Genre and the Modern Writer

Genre is an unidentified sore spot for a lot of writers.

The days of genre defining a writer seem to have passed; a writer who focuses on one field is no longer kept solely to that field when they look for publishers and audiences.

However, this is a limited understanding. Audiences and readers still expect certain things from authors, and authors writing in a genre can still become known for their work in that genre (think George R. R. Martin, who has become known as a fantasy author, or Ursula K. LeGuin, who is known as a science-fiction author).

The stigma on “genre” fiction has mostly fallen away. Pulp is respected as a deliberate writing decision, and the days of being déclassé for deigning to write for a mass audience have ended, at least in the consciousness of readers.

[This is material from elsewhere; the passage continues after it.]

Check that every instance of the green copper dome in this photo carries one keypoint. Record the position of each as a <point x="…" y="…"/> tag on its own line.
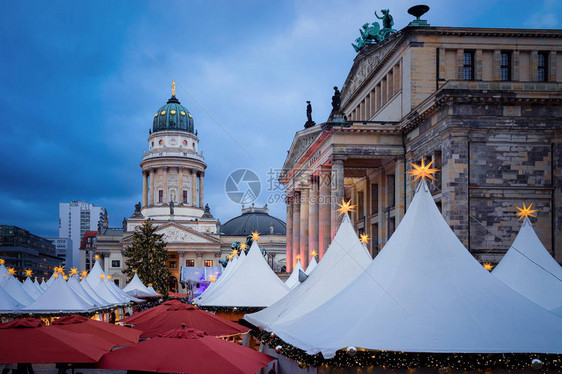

High quality upmarket fiction has come out of every major genre, and many of the minor ones. In many cases these books have received major literary awards, and authors who have a “literary” background are moving into the space of speculative fiction in particular. Kazuo Ishiguro, who wrote The Remains of the Day as a profoundly literary work then wrote Never Let Me Go and The Buried Giant as more genre-oriented, but no less profound, works of fiction. Emily St. John Mandel’s Station Eleven blends literary and genre fiction in a way that appeals to literary elites and common readers alike.

So how should you, the writer, define yourself in terms of genre?

Don’t.

Know your work well enough to define it, and know the market well enough to see where you want to take it, but don’t think about writing in a single genre. You can market your fiction with a mass-market or upmarket approach, but all this does is sort your work for a particular community rather than heavily impacting the number of readers, and genres increasingly have upmarket and mass-market overlap.

To lose focus on a particular genre and marketing approach means that you’re going to be looking at different audiences for your work. This does not seem to be the crisis that it once was; readers of fiction by genre and readers of fiction who are primarily loyal to authors have some overlap, and you might pick up some from each camp as you move through different genres.

However, there are difficulties to this approach. You will only succeed if you can put out outstanding pieces in each genre, and if you can reach a target audience. This requires some familiarity with the genre, and a willingness to reach out to the market in a way appropriate to purpose.

When I look at authors who have created significant works across multiple genres and achieved commercial success, I see that they have defined themselves by pointing to an important element in their writing outside the genre. Ishiguro is, essentially, a modern Dostoevsky, giving existential insights to the modern/postmodern existence. LeGuin explores the absolute limits of our understanding and speculates about what could be.

So with that in mind, you can define yourself by genre but it’s not necessarily the best idea.